Here, I present you with a collection of thoughts, made in the morning:
I think about advice a lot. In my job, I give a decent amount of it and I've been on the receiving end of a lot of it.
As a child I got a lot of advice from my parents, more of the admonishment sort than the genuine heart to heart sort. I'd classify them more as 'warnings' and they were never particularly sought after. I never felt like I did a good job of taking their advice, or even giving much thought to it. Years later, this morning for example, I'll find myself suddenly re-evaluating it in a way that I hadn't in a very long time. Suddenly, it seems very useful and wise, but at the time of receiving it, it had very little to almost adverse impact.
Is that the only function of advice though, to act as an echo chamber that can help to second and solidify life observations? Or perhaps am I an outlier, in that most people tend to take the advice that they are given without much time spent experimenting to see if the advice works or not.
Being that advice tends to be ignored in the short term, and perhaps marginally useful later, is it worth the effort to give it to people? Giving advice has a cost. It changes your relationship with the person -- it can either make you into a trusted advisor *or* make you out to be a pompous fool.
As an aside, this piece of writing strikes me as exceedingly dull and poorly done.
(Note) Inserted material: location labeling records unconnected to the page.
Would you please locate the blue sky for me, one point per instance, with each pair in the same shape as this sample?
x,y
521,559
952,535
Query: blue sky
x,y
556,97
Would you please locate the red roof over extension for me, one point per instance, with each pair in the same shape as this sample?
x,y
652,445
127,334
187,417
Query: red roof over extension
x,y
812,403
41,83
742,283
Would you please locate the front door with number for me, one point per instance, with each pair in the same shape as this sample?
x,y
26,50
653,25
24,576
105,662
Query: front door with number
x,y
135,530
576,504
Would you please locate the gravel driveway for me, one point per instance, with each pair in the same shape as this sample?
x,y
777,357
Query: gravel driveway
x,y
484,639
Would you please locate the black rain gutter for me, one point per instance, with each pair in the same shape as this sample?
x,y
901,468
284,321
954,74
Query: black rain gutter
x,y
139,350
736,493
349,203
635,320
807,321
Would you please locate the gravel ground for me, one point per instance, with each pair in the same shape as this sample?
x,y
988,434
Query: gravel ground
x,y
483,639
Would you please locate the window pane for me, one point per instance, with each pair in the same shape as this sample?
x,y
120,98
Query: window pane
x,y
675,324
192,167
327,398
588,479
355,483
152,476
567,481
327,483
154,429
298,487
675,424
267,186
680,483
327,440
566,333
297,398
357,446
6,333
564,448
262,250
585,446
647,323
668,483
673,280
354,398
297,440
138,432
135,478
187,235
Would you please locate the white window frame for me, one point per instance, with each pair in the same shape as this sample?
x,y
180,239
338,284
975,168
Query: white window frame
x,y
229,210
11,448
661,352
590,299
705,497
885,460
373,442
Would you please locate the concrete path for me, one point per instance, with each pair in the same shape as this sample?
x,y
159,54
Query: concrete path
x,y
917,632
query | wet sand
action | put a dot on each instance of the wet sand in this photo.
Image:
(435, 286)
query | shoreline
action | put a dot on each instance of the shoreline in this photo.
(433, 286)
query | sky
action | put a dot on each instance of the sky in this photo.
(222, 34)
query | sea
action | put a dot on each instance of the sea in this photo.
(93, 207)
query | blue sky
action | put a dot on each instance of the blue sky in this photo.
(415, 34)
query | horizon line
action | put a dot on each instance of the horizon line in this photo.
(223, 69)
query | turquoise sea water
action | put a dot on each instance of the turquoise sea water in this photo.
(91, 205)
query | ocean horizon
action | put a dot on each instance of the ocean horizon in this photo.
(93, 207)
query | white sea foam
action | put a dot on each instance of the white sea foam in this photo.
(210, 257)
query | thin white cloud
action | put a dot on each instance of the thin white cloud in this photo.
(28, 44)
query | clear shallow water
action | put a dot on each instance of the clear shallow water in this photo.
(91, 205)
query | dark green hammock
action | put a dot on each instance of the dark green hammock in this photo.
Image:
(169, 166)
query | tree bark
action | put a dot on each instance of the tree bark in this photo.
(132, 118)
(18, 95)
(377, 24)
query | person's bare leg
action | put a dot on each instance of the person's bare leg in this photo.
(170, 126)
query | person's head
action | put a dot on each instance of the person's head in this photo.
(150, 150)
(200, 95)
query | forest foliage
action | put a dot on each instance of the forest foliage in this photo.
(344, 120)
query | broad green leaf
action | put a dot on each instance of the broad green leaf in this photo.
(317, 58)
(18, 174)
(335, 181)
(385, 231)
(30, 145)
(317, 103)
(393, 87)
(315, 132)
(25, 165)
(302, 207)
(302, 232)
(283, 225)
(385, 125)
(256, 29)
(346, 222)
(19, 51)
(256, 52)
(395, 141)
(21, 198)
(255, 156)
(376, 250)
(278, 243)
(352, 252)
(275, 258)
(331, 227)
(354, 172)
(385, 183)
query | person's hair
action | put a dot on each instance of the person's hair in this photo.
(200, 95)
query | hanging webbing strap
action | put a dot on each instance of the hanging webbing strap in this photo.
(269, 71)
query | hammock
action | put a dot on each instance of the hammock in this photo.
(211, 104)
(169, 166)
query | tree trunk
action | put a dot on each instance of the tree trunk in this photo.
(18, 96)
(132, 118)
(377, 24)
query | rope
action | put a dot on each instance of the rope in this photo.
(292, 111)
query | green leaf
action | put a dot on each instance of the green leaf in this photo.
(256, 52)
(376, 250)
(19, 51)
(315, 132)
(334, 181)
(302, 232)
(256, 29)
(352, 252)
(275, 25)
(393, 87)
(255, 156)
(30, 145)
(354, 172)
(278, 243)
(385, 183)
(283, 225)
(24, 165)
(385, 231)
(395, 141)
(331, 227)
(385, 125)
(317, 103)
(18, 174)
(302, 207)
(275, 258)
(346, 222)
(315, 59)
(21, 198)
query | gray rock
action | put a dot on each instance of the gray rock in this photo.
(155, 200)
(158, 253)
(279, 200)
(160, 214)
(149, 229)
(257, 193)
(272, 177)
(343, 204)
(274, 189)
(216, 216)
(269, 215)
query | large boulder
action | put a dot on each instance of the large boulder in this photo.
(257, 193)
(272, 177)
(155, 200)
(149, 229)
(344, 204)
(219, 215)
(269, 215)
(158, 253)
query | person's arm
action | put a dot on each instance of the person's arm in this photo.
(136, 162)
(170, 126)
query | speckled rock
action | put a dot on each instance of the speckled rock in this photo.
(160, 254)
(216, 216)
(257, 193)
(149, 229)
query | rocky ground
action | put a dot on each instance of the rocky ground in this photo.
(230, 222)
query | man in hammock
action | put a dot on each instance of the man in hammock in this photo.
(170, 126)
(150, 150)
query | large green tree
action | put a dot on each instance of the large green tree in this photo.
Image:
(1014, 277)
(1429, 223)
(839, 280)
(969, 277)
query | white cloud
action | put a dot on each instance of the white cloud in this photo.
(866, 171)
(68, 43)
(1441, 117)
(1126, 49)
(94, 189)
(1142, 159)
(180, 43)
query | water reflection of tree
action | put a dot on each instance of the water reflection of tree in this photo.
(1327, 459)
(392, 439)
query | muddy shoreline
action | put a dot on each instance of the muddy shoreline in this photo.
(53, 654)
There's not a lot interesting in it, it feels like a continual rehashing. I am genuinely curious how much of this is an elucidation of my own general thinking patterns, like am I this dry and unbearable most of the time when I try to explain things? More interestingly, are there other patterns of description that can help make this kind of exposition more interesting?
Further, I had a depressing thought about conversations that I tend to get into, and realized that most of the things that I want to say in a conversation are along the lines of blog post type expositions. Perhaps someday I will lean towards turning them more into actual blog posts instead of flattening conversations with them. As a conversationalist, how do you respond to a barrage of words, that someone has clearly thought through quite deeply? More introspectively, what am I hoping to get out of this sort of interaction?
I went back and revised the 'above the line' short essay on the value of giving advice, cutting out a lot of the self-explanatory words and refining it down to just the bare minimum. Perhaps the most important thing with writing is not worrying about whether a first draft says what you want it to say, and that the revision process is far more important and elucidating for actual meaning than the original process of putting a few words down on paper.
Why does this kind of writing feel so jagged and difficult? Even the revised version strikes me as being boring and rather flat. And god, the things I had to cut out in order to make it feel less stilted. Writing is hard, perhaps because we are forced to confront the actual sound of our voice or our own stilted logic, written down and encoded and present for you to go back and read and see what it was that you actually said, as opposed to what you wanted and thought and imagined that you said.
Imagination is a difficult thing, particularly if it heavily outweighs reality.